Smith and Ragan open their book with a series of solid, foundational definitions. As they describe it, “instructional design” is “the systematic and reflective process of translating principles of learning and instruction into plans for instructional materials, activities, information resources, and evaluation” (p. 2). “Instruction” is defined (for the authors’ expressed purposes, at least) in part as relatively distinct from terms such as “training,” “teaching,” and “education.” The term “design,” in turn, Smith and Ragan note, “implies a systematic or intensive planning and ideation process prior to the development of something or the execution of some plan in order to solve a problem” (p. 4).
The authors go on to describe the instructional design process—or, rather, (indicating that there is no “one size fits all solution” to the design process), they offer a framework or guide to some of the more used/accepted approaches to the process.
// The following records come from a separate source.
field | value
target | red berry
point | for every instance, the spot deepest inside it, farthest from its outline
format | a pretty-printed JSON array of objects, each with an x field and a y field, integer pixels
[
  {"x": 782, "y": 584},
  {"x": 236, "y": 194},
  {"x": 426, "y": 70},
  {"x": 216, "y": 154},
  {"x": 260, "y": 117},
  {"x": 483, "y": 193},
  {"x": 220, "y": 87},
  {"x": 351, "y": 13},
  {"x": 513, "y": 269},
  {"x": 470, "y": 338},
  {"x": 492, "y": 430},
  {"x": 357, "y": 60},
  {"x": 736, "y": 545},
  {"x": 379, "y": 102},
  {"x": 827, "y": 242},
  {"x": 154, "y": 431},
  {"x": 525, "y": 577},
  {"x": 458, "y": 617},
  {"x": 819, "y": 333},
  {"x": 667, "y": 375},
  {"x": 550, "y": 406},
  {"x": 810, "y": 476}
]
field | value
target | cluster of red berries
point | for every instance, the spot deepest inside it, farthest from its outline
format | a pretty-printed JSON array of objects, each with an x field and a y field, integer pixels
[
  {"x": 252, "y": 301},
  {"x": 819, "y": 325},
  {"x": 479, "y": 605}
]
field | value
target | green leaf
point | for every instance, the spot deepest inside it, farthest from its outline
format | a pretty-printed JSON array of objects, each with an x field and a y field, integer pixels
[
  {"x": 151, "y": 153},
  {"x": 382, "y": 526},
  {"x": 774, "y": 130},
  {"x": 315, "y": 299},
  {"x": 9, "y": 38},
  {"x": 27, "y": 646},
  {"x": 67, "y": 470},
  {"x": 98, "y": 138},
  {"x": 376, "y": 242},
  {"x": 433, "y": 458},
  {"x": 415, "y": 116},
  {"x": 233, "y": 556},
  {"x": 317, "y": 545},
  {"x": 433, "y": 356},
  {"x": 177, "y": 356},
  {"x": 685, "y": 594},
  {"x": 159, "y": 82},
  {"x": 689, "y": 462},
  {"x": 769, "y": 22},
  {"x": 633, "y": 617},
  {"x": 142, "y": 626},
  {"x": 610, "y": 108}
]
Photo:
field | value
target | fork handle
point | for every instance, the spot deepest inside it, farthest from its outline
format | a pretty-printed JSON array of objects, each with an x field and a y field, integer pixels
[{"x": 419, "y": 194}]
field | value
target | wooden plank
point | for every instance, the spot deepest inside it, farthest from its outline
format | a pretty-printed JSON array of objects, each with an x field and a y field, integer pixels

Smith and Ragan also qualify their descriptions by noting that, while the instructional design process “may often be portrayed as linear, in practice it is frequently iterative, moving back and forth between activities as the project develops” (p. 11).
The two foundational poles the authors present in the second chapter are rationalism–of which constructivism is one form, wherein “reason is the primary source of knowledge and that reality is constructed rather than discovered” (p .19)—and empiricism—”sometimes termed objectivism,… postulates that knowledge is acquired through experience…. [, and that] experience allows an individual to come to know a reality that is objective and singular” (p. 22).
Smith and Ragan subcategorize Constructivism into individual constructivism, social constructivism, and contextualism. Between rationalism-constructivism and empiricism-objectivism, the authors place their own position, “‘Pragmatism,’ which might be considered a ‘middle ground’ between rationalism (constructivism) and empiricism…. Although pragmatists, like empiricists, believe that knowledge is acquired through experience, they believe that this knowledge is interpreted through reason and is temporary and tentative” (22).